Anita was at my house for some of this and helpfully suggested I cut it on the fold to make each side symmetrical. I hadn't thought of that.




SO ANNOYED. It's all puckered under the arms and around the neck (obviously). I couldn't figure out why, I turned it inside out and outside in and I just didn't get it. So I rang my Mum and she said from the sounds of it maybe I should have sewn in a curve under the arms instead of in straight lines and made my stitches a bit bigger and with less tension. She also suggested that if I didn't want to unpick it I could try snipping the fabric close to the seam to help it move and gave the example of how when you put baking paper in a cake tin you have to snip a line in the corners to allow them to fold over each other.

The thing that frustrates me the most about sewing (which I've mentioned before) is that I have no foresight. On the first doll attempt on Friday night I had a number of times when I thought, 'I know!
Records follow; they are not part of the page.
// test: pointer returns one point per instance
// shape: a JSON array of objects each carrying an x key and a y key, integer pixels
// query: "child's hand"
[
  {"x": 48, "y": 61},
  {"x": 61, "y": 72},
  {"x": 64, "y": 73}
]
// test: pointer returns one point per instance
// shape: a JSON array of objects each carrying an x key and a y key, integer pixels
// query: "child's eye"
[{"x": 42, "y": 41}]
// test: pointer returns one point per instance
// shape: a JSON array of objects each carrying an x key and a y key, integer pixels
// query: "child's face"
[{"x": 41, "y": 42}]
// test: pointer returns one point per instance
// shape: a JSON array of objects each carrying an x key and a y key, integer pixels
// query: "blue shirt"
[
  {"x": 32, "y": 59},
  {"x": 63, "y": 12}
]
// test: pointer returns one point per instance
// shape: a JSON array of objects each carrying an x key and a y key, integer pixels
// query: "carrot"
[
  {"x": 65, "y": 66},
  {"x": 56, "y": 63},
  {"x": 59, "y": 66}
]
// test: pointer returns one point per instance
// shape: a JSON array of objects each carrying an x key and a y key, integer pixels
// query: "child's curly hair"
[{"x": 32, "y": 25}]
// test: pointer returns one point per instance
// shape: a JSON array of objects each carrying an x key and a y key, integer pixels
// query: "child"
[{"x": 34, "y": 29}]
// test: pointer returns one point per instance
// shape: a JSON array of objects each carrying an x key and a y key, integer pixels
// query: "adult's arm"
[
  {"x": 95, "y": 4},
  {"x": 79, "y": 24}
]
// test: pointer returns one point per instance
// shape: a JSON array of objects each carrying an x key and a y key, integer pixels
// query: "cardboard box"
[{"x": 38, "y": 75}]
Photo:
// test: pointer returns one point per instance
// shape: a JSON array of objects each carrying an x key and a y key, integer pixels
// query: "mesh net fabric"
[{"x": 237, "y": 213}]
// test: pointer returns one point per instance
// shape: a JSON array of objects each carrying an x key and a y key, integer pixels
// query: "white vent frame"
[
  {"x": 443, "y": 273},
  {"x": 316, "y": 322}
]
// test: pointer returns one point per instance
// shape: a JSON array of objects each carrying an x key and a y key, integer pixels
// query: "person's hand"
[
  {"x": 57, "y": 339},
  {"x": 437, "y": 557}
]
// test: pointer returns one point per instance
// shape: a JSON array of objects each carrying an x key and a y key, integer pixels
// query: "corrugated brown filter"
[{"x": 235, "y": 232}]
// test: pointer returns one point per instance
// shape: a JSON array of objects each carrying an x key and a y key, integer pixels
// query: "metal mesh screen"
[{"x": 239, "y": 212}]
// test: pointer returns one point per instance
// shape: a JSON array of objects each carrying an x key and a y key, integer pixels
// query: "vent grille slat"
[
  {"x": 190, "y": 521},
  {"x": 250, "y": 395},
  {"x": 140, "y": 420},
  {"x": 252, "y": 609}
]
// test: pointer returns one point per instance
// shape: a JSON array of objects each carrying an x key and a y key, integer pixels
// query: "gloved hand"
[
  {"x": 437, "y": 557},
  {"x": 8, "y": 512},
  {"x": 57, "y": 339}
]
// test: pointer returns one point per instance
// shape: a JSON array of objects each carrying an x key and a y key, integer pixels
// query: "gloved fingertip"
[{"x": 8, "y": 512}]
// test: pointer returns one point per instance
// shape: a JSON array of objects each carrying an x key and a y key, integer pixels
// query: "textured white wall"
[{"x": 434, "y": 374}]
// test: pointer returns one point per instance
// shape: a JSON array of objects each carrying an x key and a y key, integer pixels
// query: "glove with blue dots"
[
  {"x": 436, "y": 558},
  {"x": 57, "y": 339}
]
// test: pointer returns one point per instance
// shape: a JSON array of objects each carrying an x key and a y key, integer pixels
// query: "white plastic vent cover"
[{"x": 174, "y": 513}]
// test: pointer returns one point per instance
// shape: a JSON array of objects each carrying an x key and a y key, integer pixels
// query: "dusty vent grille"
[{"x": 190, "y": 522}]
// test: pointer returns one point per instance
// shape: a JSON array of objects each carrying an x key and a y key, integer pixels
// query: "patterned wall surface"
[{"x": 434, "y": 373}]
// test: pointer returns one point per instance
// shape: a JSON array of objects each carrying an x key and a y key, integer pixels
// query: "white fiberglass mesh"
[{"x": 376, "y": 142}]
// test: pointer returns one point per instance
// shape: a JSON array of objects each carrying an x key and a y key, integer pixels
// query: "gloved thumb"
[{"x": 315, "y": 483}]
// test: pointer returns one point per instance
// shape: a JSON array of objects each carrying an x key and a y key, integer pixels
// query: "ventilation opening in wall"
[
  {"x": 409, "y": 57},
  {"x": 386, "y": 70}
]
I'll...' and it wasn't until I'd sewn it that I realised that by doing 'x' it would end up looking like 'y'. And with the puckering, I kept turning it inside and out and I just couldn't make my brain understand why having done 'x' had made it look like 'y'. It is so frustrating, when I rang my Mum I half-jokingly said, 'I'm quitting sewing. It's too hard and I'm too impatient, I hate pinning and cutting, I just like SEWING but then I can't even get that right.'

The problem is that I want it right first time so I can keep going and make other things. I totally need to change my mindset from product to process and then hopefully I'll appreciate what I'm learning more and one day it won't be so difficult and the product will be much easier (and quicker) to achieve. That sounds all nice and rosy but at the rate I'm going I don't feel like I'm learning anything except how to attack things with an unpicker.

Today I'm determined to conquer this disaster doll. I'm not sure whether I'll unpick the all-in-one doll and try again incorporating Mum's suggestions or whether I'll try to find a tutorial online and make it from all separate pieces. I have the needles I need now for the Baby Shrug, but first, I'm going to own this doll.